In defence of Housewifery
Society has started to raise its eyebrows at me and go “So. When are you going back to work?” And after a great deal of thought, hours on seek.com and LinkedIn and many coffees with the girls, I’m just not. Have you seen the kinds of jobs offered to people like me? People who would like to work part time, with a bit of flexibility around swimming carnival time, who have been out of the workforce for fifteen years? I’ll tell you so you don’t have to find out for yourself. Admin, reception, maybe sales. Back when I had a real job I was an IT manager. I have a PhD in statistical mechanics. In my most recent volunteer position I’ve become an expert on the not for profit sector, including the various legal entities they can take on, GST obligations, super obligations, reporting obligations, their relationship with various government departments and different acts of parliament that govern their behaviour. Ah, but I wasn’t getting paid for that, was I. So it doesn’t really count. I can get a job opening the mail and doing the filing. Or making phone calls to sales prospects, the thought of which actually brings me out in a blotchy rash. The message is that if you want a real job, girly, you’ll need to do real hours and show real commitment. Well, up yours, workforce. I don’t need you.

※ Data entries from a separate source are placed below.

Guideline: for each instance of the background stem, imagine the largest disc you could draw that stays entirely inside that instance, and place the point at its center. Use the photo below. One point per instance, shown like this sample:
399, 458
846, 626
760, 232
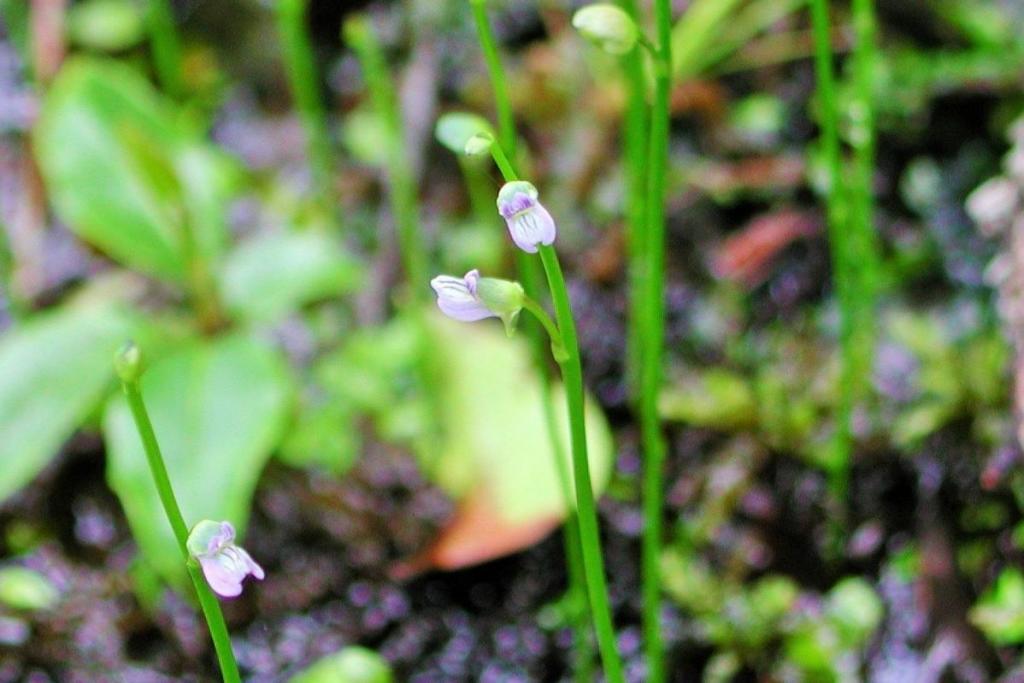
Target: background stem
300, 67
403, 195
636, 171
16, 306
503, 104
652, 303
166, 46
838, 219
208, 602
593, 561
529, 274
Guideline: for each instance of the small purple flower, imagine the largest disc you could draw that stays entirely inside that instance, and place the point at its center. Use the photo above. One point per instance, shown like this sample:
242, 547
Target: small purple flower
457, 297
224, 564
473, 298
529, 223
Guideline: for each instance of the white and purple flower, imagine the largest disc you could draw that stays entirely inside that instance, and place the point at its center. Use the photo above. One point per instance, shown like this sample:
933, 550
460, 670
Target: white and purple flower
529, 223
458, 298
224, 564
473, 298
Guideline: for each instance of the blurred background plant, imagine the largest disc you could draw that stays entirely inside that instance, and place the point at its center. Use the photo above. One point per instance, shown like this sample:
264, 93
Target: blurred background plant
252, 196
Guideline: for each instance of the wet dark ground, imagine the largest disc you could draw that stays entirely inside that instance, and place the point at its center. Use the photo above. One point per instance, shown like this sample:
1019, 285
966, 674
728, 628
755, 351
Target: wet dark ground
328, 544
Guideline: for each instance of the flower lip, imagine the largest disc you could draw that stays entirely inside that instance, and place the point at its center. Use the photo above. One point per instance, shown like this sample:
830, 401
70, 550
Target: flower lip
224, 564
515, 198
527, 220
457, 297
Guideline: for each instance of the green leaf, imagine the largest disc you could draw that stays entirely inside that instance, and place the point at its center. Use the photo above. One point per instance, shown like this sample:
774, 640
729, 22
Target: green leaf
122, 170
999, 612
855, 609
273, 274
455, 129
53, 371
495, 434
350, 665
218, 409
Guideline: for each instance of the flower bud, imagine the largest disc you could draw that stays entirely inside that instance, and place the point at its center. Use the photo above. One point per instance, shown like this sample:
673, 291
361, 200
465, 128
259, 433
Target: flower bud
224, 564
455, 130
128, 363
473, 298
607, 27
527, 220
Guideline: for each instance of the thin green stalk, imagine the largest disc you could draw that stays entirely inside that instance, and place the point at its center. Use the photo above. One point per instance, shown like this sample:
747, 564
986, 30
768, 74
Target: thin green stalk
300, 67
128, 365
838, 217
593, 562
652, 351
507, 138
863, 243
504, 165
201, 283
636, 171
404, 199
530, 276
166, 46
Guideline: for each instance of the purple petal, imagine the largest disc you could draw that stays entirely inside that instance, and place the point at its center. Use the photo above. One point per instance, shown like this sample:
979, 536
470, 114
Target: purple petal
222, 539
516, 204
532, 227
225, 569
221, 574
457, 301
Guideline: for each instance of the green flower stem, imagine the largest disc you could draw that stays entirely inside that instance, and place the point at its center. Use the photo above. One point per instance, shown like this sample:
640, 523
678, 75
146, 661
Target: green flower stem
636, 162
530, 275
208, 602
166, 46
651, 355
838, 219
504, 165
557, 345
300, 67
404, 201
593, 562
863, 241
531, 282
506, 122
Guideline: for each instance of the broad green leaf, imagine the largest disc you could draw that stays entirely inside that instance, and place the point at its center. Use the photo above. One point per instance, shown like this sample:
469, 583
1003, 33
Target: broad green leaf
454, 130
218, 409
124, 173
53, 371
271, 275
495, 434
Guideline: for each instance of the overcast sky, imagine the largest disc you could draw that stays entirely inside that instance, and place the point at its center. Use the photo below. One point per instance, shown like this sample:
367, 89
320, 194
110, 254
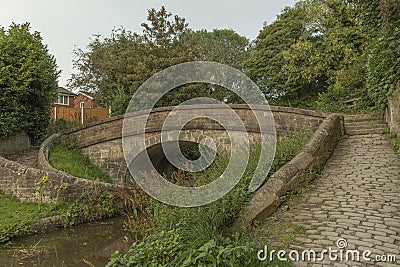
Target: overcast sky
65, 25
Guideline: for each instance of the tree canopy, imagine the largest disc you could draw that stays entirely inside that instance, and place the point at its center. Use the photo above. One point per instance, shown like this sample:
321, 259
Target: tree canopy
114, 67
28, 82
316, 54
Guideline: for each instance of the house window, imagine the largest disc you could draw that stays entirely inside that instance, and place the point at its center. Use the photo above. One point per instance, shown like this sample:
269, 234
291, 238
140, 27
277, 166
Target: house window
63, 100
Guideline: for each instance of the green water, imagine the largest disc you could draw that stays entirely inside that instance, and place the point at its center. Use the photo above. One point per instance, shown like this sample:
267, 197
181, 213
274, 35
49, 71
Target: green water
94, 242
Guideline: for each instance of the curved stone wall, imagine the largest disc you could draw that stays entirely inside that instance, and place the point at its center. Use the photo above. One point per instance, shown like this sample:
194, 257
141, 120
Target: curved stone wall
290, 177
101, 141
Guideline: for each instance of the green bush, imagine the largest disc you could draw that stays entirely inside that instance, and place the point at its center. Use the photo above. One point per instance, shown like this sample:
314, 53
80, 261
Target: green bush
28, 82
383, 68
192, 236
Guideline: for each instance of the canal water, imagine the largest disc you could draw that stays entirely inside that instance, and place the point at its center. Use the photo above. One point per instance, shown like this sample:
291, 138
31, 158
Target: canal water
94, 243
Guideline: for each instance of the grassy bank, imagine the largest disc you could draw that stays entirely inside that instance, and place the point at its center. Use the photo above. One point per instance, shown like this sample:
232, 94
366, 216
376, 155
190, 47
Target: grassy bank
72, 161
194, 236
16, 217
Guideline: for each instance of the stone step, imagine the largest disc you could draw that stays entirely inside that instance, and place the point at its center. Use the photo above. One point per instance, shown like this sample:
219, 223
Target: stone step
365, 125
379, 130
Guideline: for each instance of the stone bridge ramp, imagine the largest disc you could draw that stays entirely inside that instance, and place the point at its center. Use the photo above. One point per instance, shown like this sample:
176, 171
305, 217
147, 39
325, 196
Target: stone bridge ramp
356, 198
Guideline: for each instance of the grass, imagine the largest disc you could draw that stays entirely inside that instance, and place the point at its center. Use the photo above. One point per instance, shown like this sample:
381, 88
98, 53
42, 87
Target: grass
16, 217
72, 161
193, 236
395, 140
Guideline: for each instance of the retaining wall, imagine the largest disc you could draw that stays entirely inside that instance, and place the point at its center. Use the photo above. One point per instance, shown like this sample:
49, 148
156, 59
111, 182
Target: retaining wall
393, 112
290, 177
14, 144
101, 141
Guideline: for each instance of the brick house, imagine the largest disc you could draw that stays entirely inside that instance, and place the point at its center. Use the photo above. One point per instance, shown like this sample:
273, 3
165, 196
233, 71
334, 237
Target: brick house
82, 99
69, 99
65, 98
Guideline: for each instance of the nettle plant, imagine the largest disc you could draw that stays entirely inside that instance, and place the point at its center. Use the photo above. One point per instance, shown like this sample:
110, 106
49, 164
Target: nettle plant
41, 190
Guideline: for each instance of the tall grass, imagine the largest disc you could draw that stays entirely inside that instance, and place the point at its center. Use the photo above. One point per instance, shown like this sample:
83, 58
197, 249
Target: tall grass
72, 161
193, 236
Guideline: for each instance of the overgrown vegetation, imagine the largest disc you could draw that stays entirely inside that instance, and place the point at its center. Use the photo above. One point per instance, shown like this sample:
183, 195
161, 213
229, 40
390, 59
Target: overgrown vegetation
16, 217
28, 82
395, 140
72, 161
177, 236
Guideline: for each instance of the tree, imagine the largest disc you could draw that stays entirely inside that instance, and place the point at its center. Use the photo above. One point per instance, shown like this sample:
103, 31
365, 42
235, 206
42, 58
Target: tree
383, 66
28, 82
113, 68
308, 52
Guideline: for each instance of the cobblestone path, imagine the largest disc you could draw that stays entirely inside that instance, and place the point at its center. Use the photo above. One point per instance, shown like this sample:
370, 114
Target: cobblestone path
356, 199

Of course it’s easy for me to say that, because I happen to have a workaholic husband with a brain the size of a planet, so we’re fairly tidily off financially. I’d be going back to work so I could have conversations with adults and have performance assessments and be useful to people I haven’t actually grown in my own body. It turns out that the easiest way to achieve those things is to get into volunteer work. Nudge up against anyone in a committee and they’ll grab you with both hands and before you know it you’ll be booking the Town Hall for a Verdi extravaganza, hiring a sixty piece orchestra and organising public liability insurance. Just speaking from my own experience there. Seriously, I have found that being on school and community committees has been extremely nourishing to my soul, exercised the atrophying brain and made me a lot of friends in many walks of life. So that’s taken care of.
The actual housework stuff isn’t so bad either. We got a cleaner very early on in our marriage, it saved us many a futile argument and I recommend it to anyone who doesn’t have OCD. So all I do is shop for food almost every day, wash clothes, go on quests for obscure musical instrument parts, prepare food and sew capes. The kids never take processed food to school except for bread, and I’m working on that. I also have the time to drive the kids to and from school when their timetables don’t clash and I highly recommend it. You have them captive for twenty minutes and there’s a lot you can learn in that time. I believe I’m the only mother of my acquaintance that has an almost fourteen year old son that still gives me a full and frank report of what he’s been up to at school every day. I can also go to school assemblies when an offspring is singing a song about a cloud or receiving a piece of paper for not biting anyone on the leg this week and sports carnivals, even though that isn’t my favourite thing in the world. Then when the kids are home I’ve done all my household administration and am free to shout at them for jumping on the lounge and answer difficult maths questions.
There’s nothing in the housewife book to say it is a female role. Or that it’s a role that must be present in each family. It works for us and I don’t think it makes me less of a modern woman. I just wish I didn’t blush when people ask me, inevitably, what I do and I answer straight up that I’m a housewife. I must work on that.